Selected publications (completed list: MathSciNet)

• L2-based stability of blowup with log correction for semilinear heat equation, arXiv, 2024 (with Thomas Y. Hou, Yixuan Wang)

• Construction of type I-Log blowup for the Keller-Segel system in dimensions 3 and 4, arXiv, 2023 (with N. Nouaili, H. Zaag)

• Collapsing-ring blowup solutions for the Keller-Segel system in three dimensions and higher, Journal of Functional Analysis, 2023 (with C. Collot, T. Ghoul, N. Masmoudi)

• Spectral analysis for singularity formation of the two-dimensional Keller-Segel system, Annals of PDE, 2022. (with C. Collot, T. Ghoul, N. Masmoudi)

• Refined description and Stability of singular solutions for the two-dimensional Keller-Segel system, Comm. Pure Appl. Math., 2021. (with C. Collot, T. Ghoul, N. Masmoudi)

• Construction of type I blowup solutions for a higher order semilinear parabolic equation, Adv. Nonlinear Anal. 2020. (with T. Ghoul, H. Zaag)

• On the stability of type II blowup for the 1-corotational energy supercritical harmonic heat flow, Analysis and PDE, 2019. (with S. Ibrahim, T. Ghoul)

• Construction of type II blowup solutions for the 1-corotational energy supercritical wave maps, J. Differential Equations, 2018. (with S. Ibrahim, T. Ghoul)

• Construction and stability of blowup solutions for a non-variational semilinear parabolic system, Ann. Inst. H. Poincaré, Anal. non Linéaire, 2018. (with T. Ghoul, H. Zaag)

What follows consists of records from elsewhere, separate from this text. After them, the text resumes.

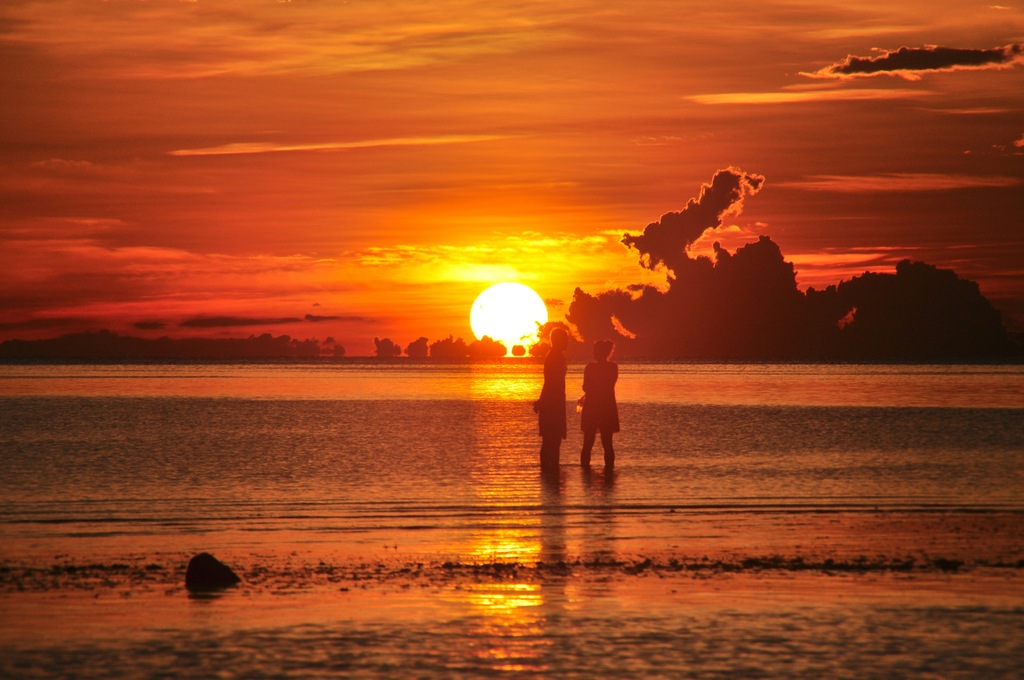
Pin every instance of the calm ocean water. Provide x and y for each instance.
(101, 461)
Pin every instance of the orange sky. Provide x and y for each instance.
(368, 168)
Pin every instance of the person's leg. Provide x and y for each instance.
(589, 435)
(609, 453)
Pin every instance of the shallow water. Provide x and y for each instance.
(429, 463)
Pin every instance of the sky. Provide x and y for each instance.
(360, 169)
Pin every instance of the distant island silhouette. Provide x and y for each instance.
(734, 306)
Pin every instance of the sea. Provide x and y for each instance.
(418, 471)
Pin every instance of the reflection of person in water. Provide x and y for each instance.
(551, 407)
(599, 409)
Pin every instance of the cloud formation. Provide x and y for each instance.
(807, 96)
(910, 62)
(745, 304)
(665, 242)
(901, 181)
(231, 322)
(276, 147)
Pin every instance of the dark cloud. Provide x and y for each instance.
(747, 305)
(228, 322)
(314, 319)
(912, 60)
(55, 322)
(665, 243)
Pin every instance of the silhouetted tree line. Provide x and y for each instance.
(450, 348)
(109, 345)
(745, 305)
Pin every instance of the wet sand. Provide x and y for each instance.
(887, 592)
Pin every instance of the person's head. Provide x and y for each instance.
(603, 349)
(559, 339)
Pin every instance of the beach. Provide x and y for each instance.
(792, 534)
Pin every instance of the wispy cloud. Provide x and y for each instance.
(900, 181)
(276, 147)
(231, 322)
(807, 96)
(910, 62)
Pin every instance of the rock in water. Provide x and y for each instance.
(207, 572)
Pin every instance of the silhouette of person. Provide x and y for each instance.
(599, 410)
(551, 407)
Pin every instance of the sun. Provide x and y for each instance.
(508, 312)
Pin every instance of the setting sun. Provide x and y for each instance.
(509, 313)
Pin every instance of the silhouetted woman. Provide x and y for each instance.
(600, 413)
(551, 407)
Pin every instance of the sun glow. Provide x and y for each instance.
(510, 313)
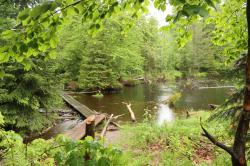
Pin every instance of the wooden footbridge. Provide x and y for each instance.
(80, 130)
(76, 105)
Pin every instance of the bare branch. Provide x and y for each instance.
(217, 143)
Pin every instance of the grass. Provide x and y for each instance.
(178, 143)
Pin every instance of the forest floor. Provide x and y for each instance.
(175, 143)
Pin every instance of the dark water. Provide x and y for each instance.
(201, 98)
(146, 98)
(149, 97)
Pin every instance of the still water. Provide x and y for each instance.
(148, 98)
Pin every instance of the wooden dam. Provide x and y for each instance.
(79, 131)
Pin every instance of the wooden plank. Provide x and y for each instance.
(82, 109)
(78, 132)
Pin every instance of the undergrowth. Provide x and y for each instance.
(177, 143)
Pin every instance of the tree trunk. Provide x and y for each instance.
(239, 146)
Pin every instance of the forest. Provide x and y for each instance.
(124, 82)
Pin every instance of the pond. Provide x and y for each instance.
(148, 98)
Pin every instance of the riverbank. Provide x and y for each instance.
(175, 143)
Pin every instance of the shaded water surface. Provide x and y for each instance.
(146, 99)
(149, 97)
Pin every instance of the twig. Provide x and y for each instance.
(215, 142)
(132, 115)
(106, 126)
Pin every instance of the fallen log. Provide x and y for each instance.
(116, 124)
(106, 126)
(116, 117)
(132, 115)
(212, 106)
(79, 131)
(90, 126)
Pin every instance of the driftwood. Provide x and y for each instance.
(132, 115)
(212, 106)
(215, 87)
(116, 117)
(90, 126)
(187, 114)
(106, 126)
(116, 124)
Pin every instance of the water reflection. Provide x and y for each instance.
(164, 114)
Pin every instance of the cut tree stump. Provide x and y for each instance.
(132, 115)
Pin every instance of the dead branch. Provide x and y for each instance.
(217, 143)
(116, 124)
(106, 126)
(132, 115)
(116, 117)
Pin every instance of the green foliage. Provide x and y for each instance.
(230, 28)
(23, 93)
(113, 55)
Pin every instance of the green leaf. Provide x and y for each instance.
(2, 74)
(203, 12)
(53, 54)
(210, 3)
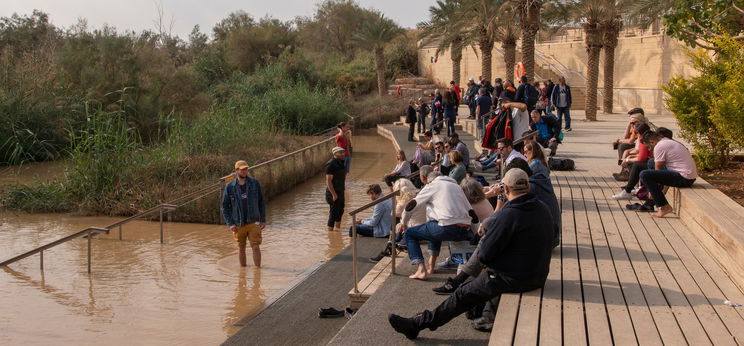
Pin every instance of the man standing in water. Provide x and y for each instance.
(335, 181)
(343, 141)
(245, 212)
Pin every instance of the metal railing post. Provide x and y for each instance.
(161, 225)
(353, 254)
(392, 240)
(90, 238)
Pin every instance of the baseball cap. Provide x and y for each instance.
(517, 180)
(241, 164)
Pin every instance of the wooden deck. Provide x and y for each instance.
(619, 277)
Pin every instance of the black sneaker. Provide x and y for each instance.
(449, 287)
(377, 258)
(482, 324)
(405, 326)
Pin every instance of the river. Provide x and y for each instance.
(189, 290)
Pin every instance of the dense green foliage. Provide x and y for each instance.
(708, 107)
(144, 117)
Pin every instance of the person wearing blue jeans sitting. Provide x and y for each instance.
(673, 166)
(448, 219)
(381, 222)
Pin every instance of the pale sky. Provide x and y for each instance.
(139, 15)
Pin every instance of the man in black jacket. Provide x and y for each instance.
(515, 251)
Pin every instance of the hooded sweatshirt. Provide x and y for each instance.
(541, 186)
(518, 241)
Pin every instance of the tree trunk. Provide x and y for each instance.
(530, 25)
(456, 56)
(486, 47)
(593, 50)
(611, 33)
(609, 71)
(510, 59)
(380, 65)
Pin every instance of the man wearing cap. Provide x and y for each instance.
(515, 251)
(335, 182)
(244, 212)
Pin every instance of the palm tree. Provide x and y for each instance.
(591, 14)
(529, 20)
(443, 25)
(610, 33)
(374, 34)
(508, 34)
(480, 20)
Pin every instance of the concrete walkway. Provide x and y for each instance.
(293, 318)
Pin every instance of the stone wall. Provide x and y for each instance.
(642, 65)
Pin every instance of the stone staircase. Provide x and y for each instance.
(412, 87)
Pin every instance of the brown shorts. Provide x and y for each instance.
(250, 231)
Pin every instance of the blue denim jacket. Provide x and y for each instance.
(231, 210)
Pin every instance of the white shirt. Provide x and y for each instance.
(444, 201)
(520, 123)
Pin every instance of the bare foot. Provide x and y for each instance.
(663, 211)
(418, 276)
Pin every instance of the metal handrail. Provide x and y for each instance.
(88, 232)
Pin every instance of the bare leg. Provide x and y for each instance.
(256, 255)
(432, 264)
(420, 273)
(664, 210)
(241, 255)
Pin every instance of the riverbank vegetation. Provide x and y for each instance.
(145, 117)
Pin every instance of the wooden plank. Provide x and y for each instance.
(550, 310)
(594, 304)
(526, 332)
(574, 327)
(640, 315)
(506, 320)
(666, 323)
(623, 332)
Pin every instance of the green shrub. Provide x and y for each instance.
(706, 106)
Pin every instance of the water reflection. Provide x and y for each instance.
(189, 290)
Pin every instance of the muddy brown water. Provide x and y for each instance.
(190, 290)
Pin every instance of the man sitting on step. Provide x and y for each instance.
(515, 251)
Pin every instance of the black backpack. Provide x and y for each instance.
(561, 164)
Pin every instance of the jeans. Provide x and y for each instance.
(655, 180)
(421, 127)
(336, 207)
(561, 112)
(451, 125)
(363, 230)
(435, 234)
(622, 147)
(635, 175)
(474, 294)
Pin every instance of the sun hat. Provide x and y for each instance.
(241, 164)
(517, 180)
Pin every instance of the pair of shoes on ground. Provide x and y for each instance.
(623, 195)
(448, 288)
(640, 207)
(333, 313)
(622, 176)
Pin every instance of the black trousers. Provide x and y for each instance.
(635, 175)
(336, 207)
(473, 294)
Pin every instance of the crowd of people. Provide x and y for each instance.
(651, 161)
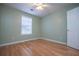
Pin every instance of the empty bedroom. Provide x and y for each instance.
(39, 29)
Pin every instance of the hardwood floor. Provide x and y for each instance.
(38, 47)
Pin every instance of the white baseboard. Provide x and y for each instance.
(17, 42)
(53, 41)
(30, 40)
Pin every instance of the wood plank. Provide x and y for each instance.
(38, 47)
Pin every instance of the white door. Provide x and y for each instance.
(73, 28)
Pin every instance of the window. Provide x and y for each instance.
(26, 25)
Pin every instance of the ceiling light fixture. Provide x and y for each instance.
(40, 6)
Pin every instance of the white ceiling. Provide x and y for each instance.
(26, 7)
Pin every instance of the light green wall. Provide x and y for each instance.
(54, 26)
(10, 25)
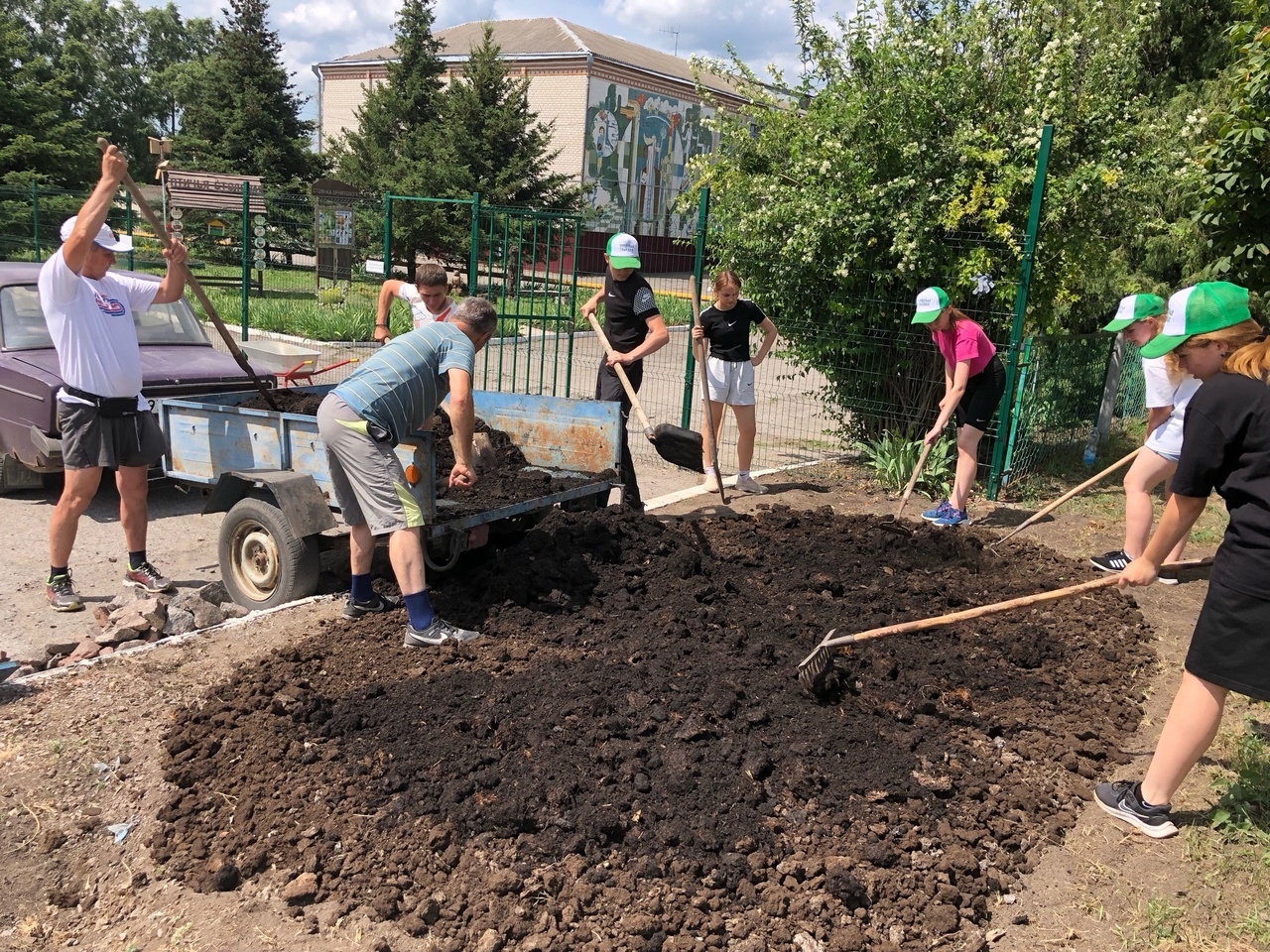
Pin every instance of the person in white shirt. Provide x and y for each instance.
(429, 298)
(1139, 318)
(104, 420)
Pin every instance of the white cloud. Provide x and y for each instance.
(318, 31)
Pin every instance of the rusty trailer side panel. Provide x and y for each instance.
(556, 433)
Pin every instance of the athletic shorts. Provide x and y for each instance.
(983, 393)
(366, 474)
(730, 382)
(1230, 645)
(90, 440)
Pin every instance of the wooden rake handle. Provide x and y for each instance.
(622, 377)
(1067, 495)
(166, 239)
(994, 608)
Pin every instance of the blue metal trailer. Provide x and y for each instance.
(267, 472)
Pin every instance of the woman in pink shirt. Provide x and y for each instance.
(974, 381)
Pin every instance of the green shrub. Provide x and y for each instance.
(893, 457)
(1243, 810)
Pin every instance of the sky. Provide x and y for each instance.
(317, 31)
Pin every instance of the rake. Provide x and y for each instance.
(812, 670)
(1057, 503)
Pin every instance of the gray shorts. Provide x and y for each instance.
(91, 440)
(731, 382)
(367, 476)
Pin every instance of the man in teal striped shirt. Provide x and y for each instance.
(393, 394)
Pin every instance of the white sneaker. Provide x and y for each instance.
(747, 484)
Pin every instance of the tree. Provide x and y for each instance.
(906, 158)
(403, 146)
(175, 54)
(245, 118)
(40, 140)
(1234, 214)
(506, 149)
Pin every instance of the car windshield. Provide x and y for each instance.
(22, 322)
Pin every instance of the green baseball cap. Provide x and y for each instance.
(1134, 308)
(930, 303)
(622, 250)
(1203, 308)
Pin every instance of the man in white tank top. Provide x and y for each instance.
(429, 298)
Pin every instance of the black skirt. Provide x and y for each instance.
(1230, 645)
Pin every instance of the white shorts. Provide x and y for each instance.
(731, 382)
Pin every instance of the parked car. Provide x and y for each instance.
(177, 359)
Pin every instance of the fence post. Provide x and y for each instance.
(1110, 388)
(474, 246)
(698, 263)
(246, 253)
(1006, 416)
(35, 217)
(128, 225)
(388, 235)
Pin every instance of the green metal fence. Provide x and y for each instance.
(284, 273)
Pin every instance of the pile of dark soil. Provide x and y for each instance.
(626, 761)
(503, 481)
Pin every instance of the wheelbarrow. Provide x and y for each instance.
(290, 363)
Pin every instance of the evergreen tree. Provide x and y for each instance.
(175, 51)
(40, 140)
(246, 117)
(506, 149)
(402, 145)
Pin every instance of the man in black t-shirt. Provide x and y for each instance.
(635, 329)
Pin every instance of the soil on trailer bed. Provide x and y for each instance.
(503, 481)
(625, 761)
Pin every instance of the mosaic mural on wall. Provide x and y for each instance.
(638, 146)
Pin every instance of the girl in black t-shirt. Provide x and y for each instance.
(1225, 447)
(730, 370)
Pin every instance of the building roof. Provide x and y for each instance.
(552, 37)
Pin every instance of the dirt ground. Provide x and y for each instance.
(625, 762)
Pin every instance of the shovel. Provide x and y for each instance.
(162, 234)
(705, 394)
(892, 524)
(813, 667)
(674, 443)
(1064, 498)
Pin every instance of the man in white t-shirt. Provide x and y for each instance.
(429, 298)
(104, 420)
(1139, 318)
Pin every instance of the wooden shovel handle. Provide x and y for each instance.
(166, 239)
(994, 608)
(705, 393)
(912, 480)
(622, 377)
(1067, 495)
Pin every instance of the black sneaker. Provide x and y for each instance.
(1115, 561)
(375, 604)
(62, 594)
(148, 578)
(1123, 800)
(440, 633)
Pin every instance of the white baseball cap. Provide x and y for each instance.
(105, 238)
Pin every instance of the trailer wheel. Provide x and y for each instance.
(262, 562)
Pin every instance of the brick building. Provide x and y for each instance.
(626, 117)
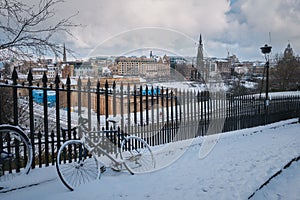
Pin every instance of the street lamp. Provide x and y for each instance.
(266, 50)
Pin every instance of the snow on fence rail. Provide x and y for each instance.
(154, 116)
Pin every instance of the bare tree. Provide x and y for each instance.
(27, 30)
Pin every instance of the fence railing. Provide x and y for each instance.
(50, 110)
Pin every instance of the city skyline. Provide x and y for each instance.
(237, 27)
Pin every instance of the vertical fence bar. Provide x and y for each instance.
(128, 109)
(89, 104)
(57, 108)
(114, 99)
(15, 96)
(147, 106)
(68, 83)
(121, 105)
(141, 106)
(98, 105)
(31, 115)
(45, 102)
(106, 105)
(135, 104)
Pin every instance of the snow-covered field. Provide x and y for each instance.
(240, 162)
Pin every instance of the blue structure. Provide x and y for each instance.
(38, 96)
(155, 91)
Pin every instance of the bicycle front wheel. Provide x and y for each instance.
(75, 165)
(137, 155)
(15, 152)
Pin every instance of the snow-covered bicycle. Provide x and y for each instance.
(15, 152)
(81, 161)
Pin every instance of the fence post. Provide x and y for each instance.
(15, 95)
(98, 105)
(106, 105)
(45, 102)
(68, 83)
(57, 81)
(31, 115)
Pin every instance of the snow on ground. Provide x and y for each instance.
(237, 166)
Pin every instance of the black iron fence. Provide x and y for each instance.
(50, 111)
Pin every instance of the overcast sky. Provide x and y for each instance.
(124, 27)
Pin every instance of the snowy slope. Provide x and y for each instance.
(235, 168)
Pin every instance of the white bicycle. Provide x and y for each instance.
(79, 161)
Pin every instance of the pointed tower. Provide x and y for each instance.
(64, 54)
(200, 60)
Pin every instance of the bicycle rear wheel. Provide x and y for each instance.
(15, 152)
(137, 155)
(75, 165)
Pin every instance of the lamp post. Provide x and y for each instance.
(266, 50)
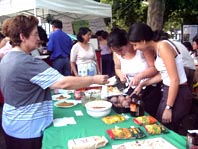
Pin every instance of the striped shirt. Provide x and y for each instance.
(25, 82)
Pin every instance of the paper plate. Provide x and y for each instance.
(65, 103)
(59, 97)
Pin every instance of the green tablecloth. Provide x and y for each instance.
(57, 137)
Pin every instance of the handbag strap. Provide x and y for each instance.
(174, 46)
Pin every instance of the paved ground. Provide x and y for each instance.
(2, 141)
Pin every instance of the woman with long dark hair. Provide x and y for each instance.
(177, 97)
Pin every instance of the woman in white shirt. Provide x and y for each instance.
(83, 57)
(177, 97)
(136, 66)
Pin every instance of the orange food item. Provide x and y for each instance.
(144, 120)
(65, 104)
(61, 97)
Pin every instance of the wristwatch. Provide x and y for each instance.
(168, 107)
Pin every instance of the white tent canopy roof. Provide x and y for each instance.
(70, 9)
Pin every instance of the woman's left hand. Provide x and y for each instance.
(167, 116)
(135, 81)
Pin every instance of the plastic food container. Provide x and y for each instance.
(98, 108)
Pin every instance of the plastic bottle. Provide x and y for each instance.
(133, 105)
(139, 107)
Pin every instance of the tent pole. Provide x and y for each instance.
(35, 13)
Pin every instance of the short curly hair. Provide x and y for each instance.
(20, 24)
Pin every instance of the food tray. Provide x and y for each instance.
(119, 110)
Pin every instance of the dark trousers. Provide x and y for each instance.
(16, 143)
(62, 65)
(108, 65)
(190, 73)
(151, 97)
(180, 109)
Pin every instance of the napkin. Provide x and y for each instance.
(91, 142)
(59, 122)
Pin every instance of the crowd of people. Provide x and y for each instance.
(159, 69)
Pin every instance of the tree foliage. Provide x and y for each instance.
(126, 12)
(177, 12)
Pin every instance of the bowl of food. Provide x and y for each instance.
(93, 93)
(120, 103)
(98, 108)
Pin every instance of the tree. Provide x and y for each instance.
(161, 14)
(155, 14)
(127, 12)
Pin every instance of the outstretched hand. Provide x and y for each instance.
(100, 79)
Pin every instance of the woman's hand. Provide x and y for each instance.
(100, 79)
(167, 116)
(135, 80)
(123, 78)
(137, 90)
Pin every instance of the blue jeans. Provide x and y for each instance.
(62, 65)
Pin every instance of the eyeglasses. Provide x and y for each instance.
(34, 34)
(117, 49)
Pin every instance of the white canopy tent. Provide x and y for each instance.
(67, 10)
(72, 9)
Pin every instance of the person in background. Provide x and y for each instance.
(5, 45)
(189, 47)
(83, 56)
(106, 53)
(136, 66)
(1, 38)
(26, 84)
(177, 96)
(195, 45)
(42, 44)
(59, 46)
(188, 62)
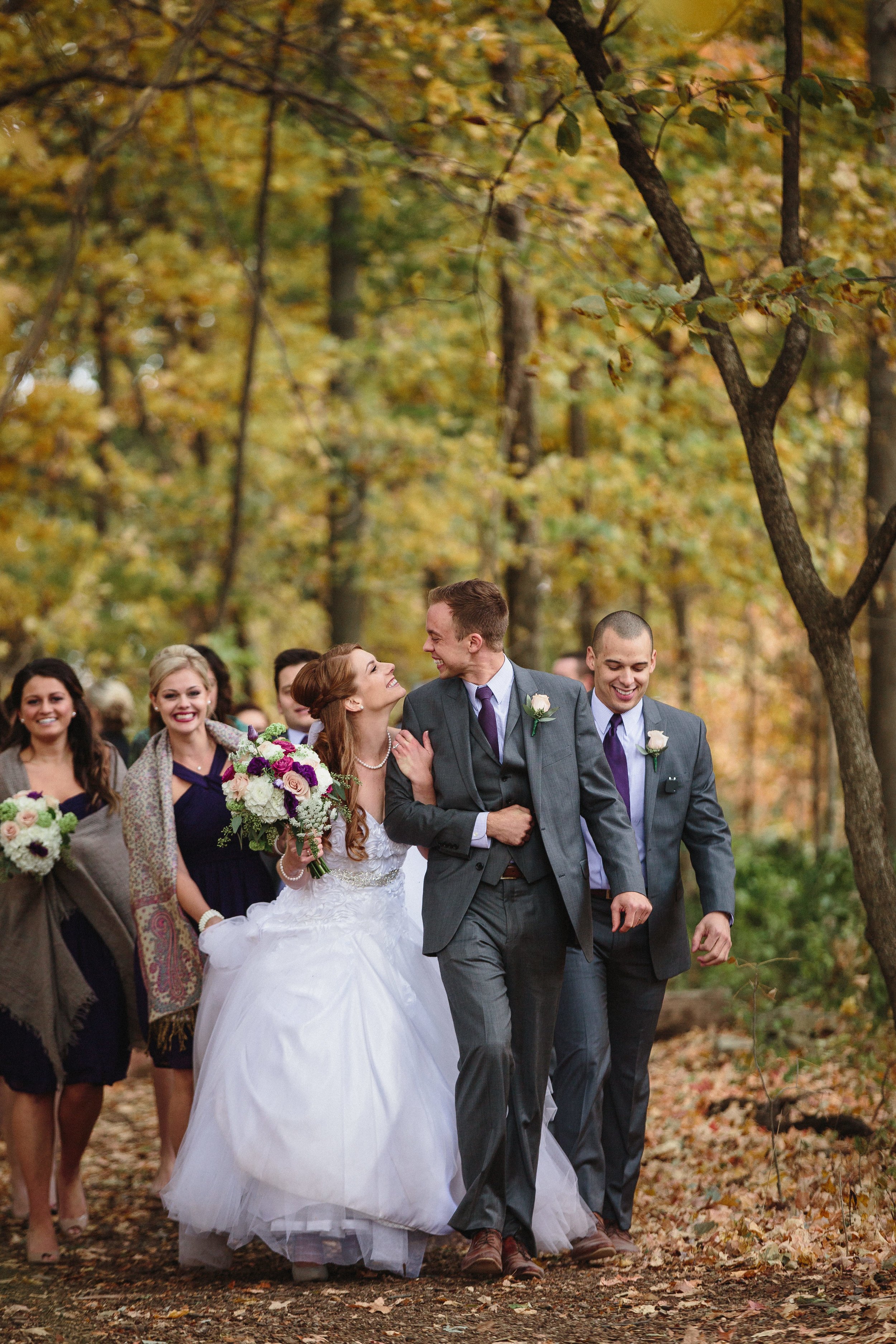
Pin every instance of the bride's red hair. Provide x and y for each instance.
(324, 686)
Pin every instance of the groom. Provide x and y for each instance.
(507, 889)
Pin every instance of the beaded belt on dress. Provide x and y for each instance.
(366, 880)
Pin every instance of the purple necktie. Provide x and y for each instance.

• Finite degrees of freedom for the refined blow-up profile for a semilinear heat equation,  Ann. Scient. Éc. Norm. Sup. 2017. (with H. Zaag)

• Numerical analysis of the rescaling method for parabolic problems with blow-up in finite time, Phys. D: Nonlinear Phenomena, 2017.

• Blow-up results for a strongly perturbed semilinear heat equation: Theoretical analysis and numerical method, Analysis and PDE, 2016. (with H. Zaag)

Teaching

• Fall 2022: Partial Differential Equations (I).

• Spring 2023: Partial Differential Equations (II).

• Fall 2023: Introduction to singularity formation in nonlinear parabolic problems.

• Spring 2024: Equations of mathematical physics.